As opposed to week 1 where I collaged into a composition painted cards and text, week 2 where I painted and wrote my days in a more haphazard weekly spread, and week 3 where I collected a week’s worth of 5X7 paintings, written text over-layed on Procreate.
I am going to wrap up the experiment this next week with a final review of this month-long project, so I won’t get into what worked best or worst or what I learned, but I will say, for this week…the grid is okay. It does kind of tell the story of my week. Kind of. I don’t know.

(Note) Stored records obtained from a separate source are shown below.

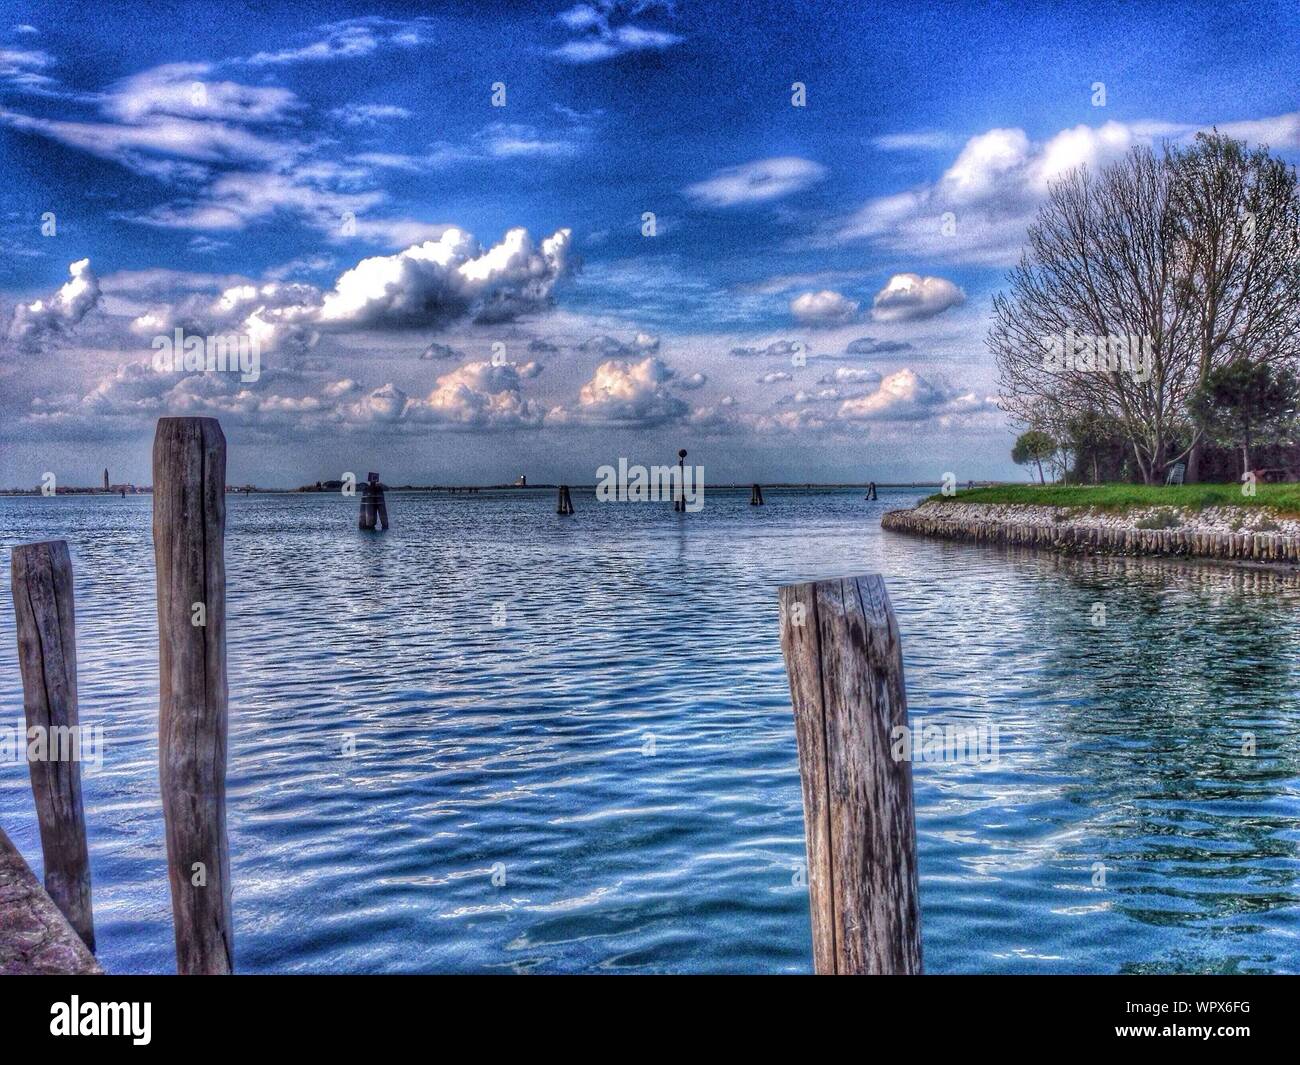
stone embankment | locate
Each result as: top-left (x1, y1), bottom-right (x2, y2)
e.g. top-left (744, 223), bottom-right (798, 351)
top-left (882, 501), bottom-right (1300, 565)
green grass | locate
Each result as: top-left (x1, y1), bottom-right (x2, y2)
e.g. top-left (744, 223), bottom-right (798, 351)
top-left (926, 483), bottom-right (1300, 516)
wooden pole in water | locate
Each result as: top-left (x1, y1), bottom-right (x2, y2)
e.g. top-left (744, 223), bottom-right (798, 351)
top-left (10, 540), bottom-right (95, 952)
top-left (556, 485), bottom-right (574, 515)
top-left (778, 574), bottom-right (922, 975)
top-left (750, 483), bottom-right (764, 505)
top-left (152, 416), bottom-right (234, 975)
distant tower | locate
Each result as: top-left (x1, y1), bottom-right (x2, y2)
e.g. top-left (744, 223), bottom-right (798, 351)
top-left (103, 468), bottom-right (109, 491)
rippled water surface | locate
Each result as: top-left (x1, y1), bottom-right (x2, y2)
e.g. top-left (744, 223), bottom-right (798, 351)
top-left (2, 488), bottom-right (1298, 974)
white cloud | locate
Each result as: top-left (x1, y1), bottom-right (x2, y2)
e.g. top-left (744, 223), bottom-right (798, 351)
top-left (836, 369), bottom-right (993, 422)
top-left (329, 103), bottom-right (412, 126)
top-left (7, 258), bottom-right (101, 349)
top-left (870, 273), bottom-right (965, 322)
top-left (818, 367), bottom-right (882, 386)
top-left (791, 289), bottom-right (858, 326)
top-left (835, 112), bottom-right (1300, 265)
top-left (685, 157), bottom-right (826, 207)
top-left (572, 355), bottom-right (689, 425)
top-left (240, 17), bottom-right (431, 67)
top-left (552, 3), bottom-right (682, 63)
top-left (316, 227), bottom-right (573, 329)
top-left (757, 371), bottom-right (792, 384)
top-left (104, 63), bottom-right (300, 123)
top-left (578, 331), bottom-right (660, 356)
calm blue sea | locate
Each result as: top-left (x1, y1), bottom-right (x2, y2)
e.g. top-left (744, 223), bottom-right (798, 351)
top-left (1, 488), bottom-right (1298, 974)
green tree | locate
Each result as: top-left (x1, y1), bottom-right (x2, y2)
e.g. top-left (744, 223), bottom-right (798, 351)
top-left (1190, 358), bottom-right (1298, 474)
top-left (1012, 430), bottom-right (1056, 484)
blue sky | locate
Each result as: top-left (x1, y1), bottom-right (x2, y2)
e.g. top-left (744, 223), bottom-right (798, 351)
top-left (2, 1), bottom-right (1298, 486)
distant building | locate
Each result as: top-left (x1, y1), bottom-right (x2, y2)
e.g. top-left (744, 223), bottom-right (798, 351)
top-left (514, 474), bottom-right (527, 487)
top-left (103, 468), bottom-right (109, 491)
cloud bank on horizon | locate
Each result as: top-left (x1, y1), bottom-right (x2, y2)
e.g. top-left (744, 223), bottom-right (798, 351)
top-left (1, 1), bottom-right (1297, 483)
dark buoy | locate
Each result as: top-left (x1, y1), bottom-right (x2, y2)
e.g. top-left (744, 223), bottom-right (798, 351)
top-left (750, 483), bottom-right (764, 506)
top-left (557, 484), bottom-right (575, 515)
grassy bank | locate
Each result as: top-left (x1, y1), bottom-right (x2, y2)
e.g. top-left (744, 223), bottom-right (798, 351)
top-left (926, 483), bottom-right (1300, 516)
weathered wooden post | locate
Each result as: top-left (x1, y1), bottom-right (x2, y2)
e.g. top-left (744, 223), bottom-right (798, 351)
top-left (10, 540), bottom-right (95, 952)
top-left (866, 482), bottom-right (878, 501)
top-left (750, 483), bottom-right (764, 506)
top-left (152, 416), bottom-right (233, 975)
top-left (557, 485), bottom-right (575, 515)
top-left (778, 574), bottom-right (922, 975)
top-left (673, 449), bottom-right (687, 512)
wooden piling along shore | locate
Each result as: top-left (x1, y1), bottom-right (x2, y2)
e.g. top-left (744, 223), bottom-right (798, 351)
top-left (10, 541), bottom-right (95, 952)
top-left (881, 507), bottom-right (1300, 565)
top-left (779, 574), bottom-right (922, 975)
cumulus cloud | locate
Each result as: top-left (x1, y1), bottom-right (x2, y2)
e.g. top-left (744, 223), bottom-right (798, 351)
top-left (791, 289), bottom-right (858, 326)
top-left (25, 350), bottom-right (548, 438)
top-left (316, 227), bottom-right (573, 329)
top-left (572, 355), bottom-right (689, 425)
top-left (730, 338), bottom-right (805, 359)
top-left (843, 336), bottom-right (915, 356)
top-left (420, 341), bottom-right (464, 360)
top-left (818, 367), bottom-right (882, 386)
top-left (577, 331), bottom-right (659, 356)
top-left (836, 369), bottom-right (993, 422)
top-left (757, 370), bottom-right (792, 384)
top-left (870, 273), bottom-right (965, 322)
top-left (7, 258), bottom-right (101, 349)
top-left (408, 359), bottom-right (545, 429)
top-left (835, 112), bottom-right (1300, 265)
top-left (684, 157), bottom-right (826, 207)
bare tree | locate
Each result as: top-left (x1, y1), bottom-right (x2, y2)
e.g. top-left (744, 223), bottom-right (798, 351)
top-left (989, 147), bottom-right (1197, 484)
top-left (1170, 132), bottom-right (1300, 480)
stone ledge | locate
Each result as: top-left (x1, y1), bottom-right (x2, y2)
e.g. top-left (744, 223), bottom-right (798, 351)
top-left (881, 506), bottom-right (1300, 565)
top-left (0, 826), bottom-right (101, 975)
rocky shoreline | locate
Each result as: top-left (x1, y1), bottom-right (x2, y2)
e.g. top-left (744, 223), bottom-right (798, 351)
top-left (882, 500), bottom-right (1300, 566)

I get a sense that I will get more out of this week’s work (and maybe the whole project) after some time has passed. I’m finding it hard to tell its value to me right now. Except I will say, I do like how the two faces turned out (Oliver and me).
Text reads left to right:
[SATURDAY]
“Congregation,” Jacob asked us in his one-man show at Berkeley Rep ([How] Shakespeare Saved My Life), “What would you choose - safety or freedom?” What a terrible choice.
[MONDAY]
Why is it so satisfying to make color copies on cardstock and slice them down edge by edge using a rotary cutter?
[TUESDAY]
We convince ourselves the rain has stopped, but as we drive down our street it pours again. We turn around and go home.
[WEDNESDAY]
After a busy, grey-skies morning, I settle into the purple hair to read, Oliver climbs into my lap, and suddenly the sun comes out, sunshine finding us through the windows. We both close our eyes.
[THURSDAY]
As Sherry and I walked in the sunshine pas the roaring creek below the street, I didn’t at first realize the water hitting my face wasn’t creek mist kicked up by the wind.
[FRIDAY]
Archie do it! he said, asking to be picked up. So i did and one by one, his little fingers switched on the electric candles on the mantel.